On July 6, 2026, Illinois Governor JB Pritzker signed into law SB 315, a frontier model safety act that resembles the New York RAISE Act, discussed in our prior blog post here, and California’s Transparency in Frontier Artificial Intelligence Act (TFAIA), discussed in our prior blog post here. The law takes effect January 1, 2027, with transparency-reporting and audit obligations beginning January 1, 2028. Similar to the New York and California laws, SB 315 will apply to frontier developers (i.e., persons that train, or initiate the training of, a frontier model using computing power greater than 10^26 integer or floating point operations), with certain provisions applicable only to large frontier developers (i.e., frontier developers with annual gross revenue over $500 million in the preceding year). SB 315 also includes public safety disclosure and reporting requirements. Notably, SB 315 also imposes a third-party audit requirement not found in either the New York or the California law.
- Frontier AI Frameworks: Large frontier model developers must implement, publicly post, and maintain a frontier AI framework that describes how the developer addresses catastrophic-risk assessment, mitigations, internal governance, cybersecurity, third-party evaluations, and risks from internal use of frontier models. This framework must be reviewed at least once per year, and where there are material updates, the modified framework and a justification must be clearly and conspicuously posted within 30 days. For these frameworks, SB 315 takes an approach similar to TFAIA’s requirement that large frontier model developers describe their “approach” to these topics, rather than the RAISE Act’s requirement to describe how they “handle” these topics “in detail.”
- Transparency Reports: Before deploying a new frontier model or substantially modifying an existing frontier model, all frontier developers must clearly and conspicuously publish a transparency report that includes, among other things, a mechanism for a natural person to communicate with the frontier developer, the languages supported by the model, any generally applicable restrictions or conditions on use, and summaries of catastrophic risk assessments.
- Third Party Audits: Large frontier developers must retain independent third parties to annually audit compliance with SB 315. The auditor’s report must include, among other things, a description of any material deviations from the law and an assessment of the large frontier developer’s internal controls.
- Reporting: The regulator must establish a mechanism that a frontier developer or member of the public can use to report a critical safety incident.

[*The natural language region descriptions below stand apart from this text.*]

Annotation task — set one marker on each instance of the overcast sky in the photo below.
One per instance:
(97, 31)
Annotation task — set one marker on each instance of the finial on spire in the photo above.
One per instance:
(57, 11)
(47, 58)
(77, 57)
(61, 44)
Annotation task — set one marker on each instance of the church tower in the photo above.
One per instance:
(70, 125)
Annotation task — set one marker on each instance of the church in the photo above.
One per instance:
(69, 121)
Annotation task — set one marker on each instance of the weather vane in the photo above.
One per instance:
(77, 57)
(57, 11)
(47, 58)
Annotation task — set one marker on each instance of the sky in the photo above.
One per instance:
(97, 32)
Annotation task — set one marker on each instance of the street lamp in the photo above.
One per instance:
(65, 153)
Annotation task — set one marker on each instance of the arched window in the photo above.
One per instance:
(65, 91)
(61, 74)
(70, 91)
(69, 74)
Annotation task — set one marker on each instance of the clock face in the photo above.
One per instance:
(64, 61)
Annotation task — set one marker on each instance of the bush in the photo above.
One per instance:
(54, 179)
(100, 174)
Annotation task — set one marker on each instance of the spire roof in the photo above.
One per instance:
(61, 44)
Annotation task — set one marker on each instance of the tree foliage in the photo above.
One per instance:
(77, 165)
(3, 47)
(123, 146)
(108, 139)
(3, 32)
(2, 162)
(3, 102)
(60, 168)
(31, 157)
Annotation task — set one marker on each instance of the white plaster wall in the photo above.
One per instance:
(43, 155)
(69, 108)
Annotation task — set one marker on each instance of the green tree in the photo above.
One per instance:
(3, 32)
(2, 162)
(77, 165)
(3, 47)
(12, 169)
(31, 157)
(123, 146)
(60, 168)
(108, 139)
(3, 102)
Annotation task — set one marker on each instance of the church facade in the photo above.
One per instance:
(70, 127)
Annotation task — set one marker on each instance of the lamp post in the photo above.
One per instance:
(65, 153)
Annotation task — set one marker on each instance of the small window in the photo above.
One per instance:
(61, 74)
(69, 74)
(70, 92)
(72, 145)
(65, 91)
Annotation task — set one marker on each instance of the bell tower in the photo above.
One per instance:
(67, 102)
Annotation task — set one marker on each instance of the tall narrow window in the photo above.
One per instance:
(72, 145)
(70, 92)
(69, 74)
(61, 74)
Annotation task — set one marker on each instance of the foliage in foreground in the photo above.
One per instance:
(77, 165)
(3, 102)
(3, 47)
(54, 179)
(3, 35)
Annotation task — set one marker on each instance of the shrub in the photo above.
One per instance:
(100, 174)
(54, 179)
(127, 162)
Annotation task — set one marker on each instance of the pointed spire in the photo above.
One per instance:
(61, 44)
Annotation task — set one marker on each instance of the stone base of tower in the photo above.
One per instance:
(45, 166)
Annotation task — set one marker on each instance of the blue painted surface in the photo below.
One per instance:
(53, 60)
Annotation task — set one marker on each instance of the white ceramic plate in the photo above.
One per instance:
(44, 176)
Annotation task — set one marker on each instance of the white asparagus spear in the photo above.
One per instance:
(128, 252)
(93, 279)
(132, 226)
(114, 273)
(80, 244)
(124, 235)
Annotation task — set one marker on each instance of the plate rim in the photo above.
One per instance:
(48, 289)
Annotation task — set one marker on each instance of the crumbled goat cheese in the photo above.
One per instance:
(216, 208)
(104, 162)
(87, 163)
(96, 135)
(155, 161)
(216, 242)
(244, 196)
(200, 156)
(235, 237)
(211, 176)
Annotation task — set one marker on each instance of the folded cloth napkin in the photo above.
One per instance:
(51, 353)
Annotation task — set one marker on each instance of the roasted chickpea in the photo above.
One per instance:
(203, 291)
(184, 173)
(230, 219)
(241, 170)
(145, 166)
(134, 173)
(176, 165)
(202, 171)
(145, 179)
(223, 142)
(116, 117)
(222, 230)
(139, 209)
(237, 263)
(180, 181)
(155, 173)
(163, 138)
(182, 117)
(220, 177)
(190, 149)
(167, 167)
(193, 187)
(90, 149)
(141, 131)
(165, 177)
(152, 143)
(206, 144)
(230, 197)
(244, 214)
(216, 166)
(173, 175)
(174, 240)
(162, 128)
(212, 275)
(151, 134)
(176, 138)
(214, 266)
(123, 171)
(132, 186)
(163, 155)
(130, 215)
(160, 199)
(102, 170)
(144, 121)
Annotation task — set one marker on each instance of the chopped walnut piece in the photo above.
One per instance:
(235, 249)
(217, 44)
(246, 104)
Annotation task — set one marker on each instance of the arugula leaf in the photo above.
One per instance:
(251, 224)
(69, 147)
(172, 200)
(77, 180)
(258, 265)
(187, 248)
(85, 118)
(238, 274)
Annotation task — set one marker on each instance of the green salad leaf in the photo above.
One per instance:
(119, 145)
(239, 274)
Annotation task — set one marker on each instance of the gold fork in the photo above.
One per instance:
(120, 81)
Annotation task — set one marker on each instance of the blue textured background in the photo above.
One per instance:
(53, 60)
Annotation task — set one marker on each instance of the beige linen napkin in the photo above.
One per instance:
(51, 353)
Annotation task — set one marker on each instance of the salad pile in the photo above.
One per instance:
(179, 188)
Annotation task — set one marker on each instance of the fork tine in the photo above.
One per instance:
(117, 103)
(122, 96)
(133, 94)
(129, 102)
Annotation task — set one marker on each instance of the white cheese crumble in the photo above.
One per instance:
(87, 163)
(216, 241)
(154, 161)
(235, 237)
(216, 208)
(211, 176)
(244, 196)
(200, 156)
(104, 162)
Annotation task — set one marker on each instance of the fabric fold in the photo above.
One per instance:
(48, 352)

Frontier developers must report to the Illinois Emergency Management Agency (“Agency”) and Attorney General within 72 hours after learning facts sufficient to establish a reasonable belief that a critical safety incident has occurred. If an incident involves an imminent risk of death or serious physical injury, the law requires reporting within 24 hours to the appropriate law enforcement or public safety agency.
- Large Frontier Developer Disclosures: Beginning January 1, 2027, a large frontier developer generally may not develop, deploy, or operate a frontier model in Illinois without a current disclosure statement and payment of a required fee. The disclosure statement must identify the large frontier developer’s name and address and a primary, secondary, and tertiary point of contact.
- Employee Reporting Protections: Similar to California’s TFAIA and Connecticut’s recently passed omnibus AI law, SB 315 will prohibit any frontier developer from preventing a covered employee from disclosing, or retaliating against a covered employee for disclosing, certain safety-related information to the government or a person with authority over the employee. Frontier developers must provide clear notice of these rights to the employee on a specified cadence and in a specified form.
- Enforcement: The Attorney General has exclusive authority to enforce SB 315, except for relevant claims under Illinois’s Whistleblower Act, and the law does not create a private right of action. Failure to publish or transmit compliant documents, perform required third-party audits, disclose critical safety incidents, or comply with a frontier AI framework is subject to civil penalties of up to $1 million for a first violation and $3 million for each subsequent violation.